VII. Viewing the Taxonomic Classification job¶
- Researchers must monitor the Jobs Status page to see the status of their job, which is indicated in the first column (Queued, Running, Complete, Failed).
- Clicking on the row that contains the job of interest will open two icons in the vertical green bar. If there is a problem with a particular job, the Report Issue icon should be clicked.
- This will open a pop-up window where issues with particular jobs can be reported. A description of the particular problem can be provided, and clicking the submission button will generate a message to PATRIC team members, notifying them that there has been a problem. We encourage researchers to report all failed jobs, or those that have results that are confusing. In addition, researchers should report long waits that they are experiencing in the queue.
- A job that has been successfully completed can be viewed by clicking on the row and then clicking on the View icon in the vertical green bar.
- This will open page for the selected job. The top box has the job ID number and gives pertinent information about the time it took to complete and the selected parameters. The lower table has five output files.
- Click on the TaxonomicReport.html. This will populate the vertical green bar with a number of icons. Clicking the information icon (i) will open a new tab that has the Taxonomic classification tutorial. There are icons for downloading the data, viewing it, deleting the file, renaming the file, copying or sharing with another PATRIC user, moving it to a different director, or changing the type tagged to the file. To examine the TaxonomicReport.html, click the View icon.
- This page shows Kraken 2’s standard sample report format, which is tab-delimited with one line per taxon. The fields of the output, from left-to-right, are as follows:
- Percentage of fragments covered by the clade rooted at this taxon
- Number of fragments covered by the clade rooted at this taxon
- Number of fragments assigned directly to this taxon
- A rank code, indicating (U)nclassified, (R)oot, (D)omain, (K)ingdom, (P)hylum, (C)lass, (O)rder, (F)amily, (G)enus, or (S)pecies. Taxa that are not at any of these 10 ranks have a rank code that is formed by using the rank code of the closest ancestor rank with a number indicating the distance from that rank. E.g., “G2” is a rank code indicating a taxon is between genus and species and the grandparent taxon is at the genus rank.

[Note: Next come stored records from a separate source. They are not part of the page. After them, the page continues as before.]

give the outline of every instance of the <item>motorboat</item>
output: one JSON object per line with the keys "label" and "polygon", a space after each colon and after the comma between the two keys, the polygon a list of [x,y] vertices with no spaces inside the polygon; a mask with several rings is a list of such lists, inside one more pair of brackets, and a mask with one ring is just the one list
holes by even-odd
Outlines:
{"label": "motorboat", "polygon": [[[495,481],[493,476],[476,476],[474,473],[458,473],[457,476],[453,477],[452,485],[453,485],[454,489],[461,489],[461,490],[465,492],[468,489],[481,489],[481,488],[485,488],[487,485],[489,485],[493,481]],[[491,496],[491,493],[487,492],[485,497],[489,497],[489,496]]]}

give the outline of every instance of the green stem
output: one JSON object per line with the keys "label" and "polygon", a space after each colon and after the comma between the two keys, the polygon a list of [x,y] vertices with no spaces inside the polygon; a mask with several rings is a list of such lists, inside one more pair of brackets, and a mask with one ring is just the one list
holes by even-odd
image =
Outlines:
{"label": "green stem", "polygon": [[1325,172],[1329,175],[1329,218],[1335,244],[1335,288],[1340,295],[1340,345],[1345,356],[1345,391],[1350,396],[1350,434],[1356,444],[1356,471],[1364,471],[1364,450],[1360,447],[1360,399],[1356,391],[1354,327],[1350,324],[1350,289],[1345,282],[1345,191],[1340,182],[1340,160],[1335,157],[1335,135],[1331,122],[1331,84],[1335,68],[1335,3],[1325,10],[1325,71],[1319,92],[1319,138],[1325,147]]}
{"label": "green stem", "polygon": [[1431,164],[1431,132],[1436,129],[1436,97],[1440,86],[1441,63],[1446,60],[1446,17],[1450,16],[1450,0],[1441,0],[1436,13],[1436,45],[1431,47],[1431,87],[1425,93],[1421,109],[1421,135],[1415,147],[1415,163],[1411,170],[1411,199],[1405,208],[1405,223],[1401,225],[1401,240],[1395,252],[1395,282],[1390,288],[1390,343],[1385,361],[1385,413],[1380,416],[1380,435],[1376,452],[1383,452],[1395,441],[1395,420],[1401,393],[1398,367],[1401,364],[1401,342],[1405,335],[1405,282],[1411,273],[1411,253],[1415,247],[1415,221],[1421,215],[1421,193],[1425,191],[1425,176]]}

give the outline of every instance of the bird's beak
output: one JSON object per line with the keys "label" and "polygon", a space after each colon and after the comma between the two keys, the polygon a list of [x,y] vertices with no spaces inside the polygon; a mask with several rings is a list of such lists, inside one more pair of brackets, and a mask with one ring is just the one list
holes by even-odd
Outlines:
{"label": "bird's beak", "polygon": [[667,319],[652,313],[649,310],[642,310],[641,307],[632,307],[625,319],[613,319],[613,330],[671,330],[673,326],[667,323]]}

- NCBI taxonomic ID number
- Indented scientific name
- Clicking on any of the names in the blue text will open the landing page for the selected taxon.
- To see an interactive, visual description of the results select the chart.html from the job page and click the View icon.
- This will open a pie chart view of the results which gives a visual representation of the reads mapping to each taxon.
- The chart view is interactive. Clicking on a taxon within the pie chart will provide a summary of the reads mapping to that specific selection on the upper right corner.
- The complete data can be found in the report.txt, which is a downloadable (or viewable) text document summarizing the results.
- The full_report.txt is a downloadable text file of the results seen in the report.txt file, but also includes taxonomy entries for which there were zero hits.
- The output.txt.gz contains information about each input sequence. This will be a large file that should be downloaded in order to view it.
- Wood, D.E. and S.L. Salzberg, Kraken: ultrafast metagenomic sequence classification using exact alignments. Genome biology, 2014. 15(3): p. R46.
- Maidak, B.L., et al., The RDP (ribosomal database project) continues. Nucleic acids research, 2000. 28(1): p. 173-174.
- Quast, C., et al., The SILVA ribosomal RNA gene database project: improved data processing and web-based tools. Nucleic acids research, 2012. 41(D1): p. D590-D596.